Service fabric reliable dictionary performance with 1 million keys

I am evaluating the performance of Service Fabric with a Reliable Dictionary of ~1 million keys. I'm getting fairly disappointing results, so I wanted to check if either my code or my expectations are wrong.

I have a dictionary initialized with dict = await _stateManager.GetOrAddAsync<IReliableDictionary2<string, string>>("test_"+id);

id is unique for each test run.

I populate it with a list of strings, like "1-1-1-1-1-1-1-1-1", "1-1-1-1-1-1-1-1-2", "1-1-1-1-1-1-1-1-3".... up to 576,000 items. The value in the dictionary is not used, I'm currently just using "1".

It takes about 3 minutes to add all the items to the dictionary. I have to split the transaction to 100,000 at a time, otherwise it seems to hang forever (is there a limit to the number of operations in a transaction before you need to CommitAsync()?)

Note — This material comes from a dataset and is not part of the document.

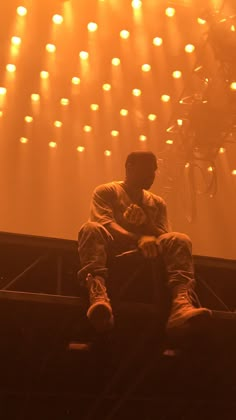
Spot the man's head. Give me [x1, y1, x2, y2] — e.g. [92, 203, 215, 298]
[125, 151, 157, 190]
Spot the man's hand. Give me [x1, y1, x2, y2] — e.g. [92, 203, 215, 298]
[138, 236, 158, 258]
[124, 204, 147, 226]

//take100_000 is the next 100_000 in the original list of 576,000
using (var tx = _stateManager.CreateTransaction())
{
    foreach (var tick in take100_000) {
        await dict.AddAsync(tx, tick, "1");
    }
    await tx.CommitAsync();
}

After that, I need to iterate through the dictionary to visit each item:

using (var tx = _stateManager.CreateTransaction())
{

    var enumerator = (await dict.CreateEnumerableAsync(tx)).GetAsyncEnumerator();

    try
    {
        while (await enumerator.MoveNextAsync(ct))
        {
            var tick = enumerator.Current.Key;                
            //do something with tick                    
        }
    }
    catch (Exception ex)
    {
        throw ex;
    }
}

This takes 16 seconds.

I'm not so concerned about the write time, I know it has to be replicated and persisted. But why does it take so long to read? 576,000 17-character string keys should be no more than 11.5mb in memory, and the values are only a single character and are ignored. Aren't Reliable Collections cached in ram? To iterate through a regular Dictionary of the same values takes 13ms.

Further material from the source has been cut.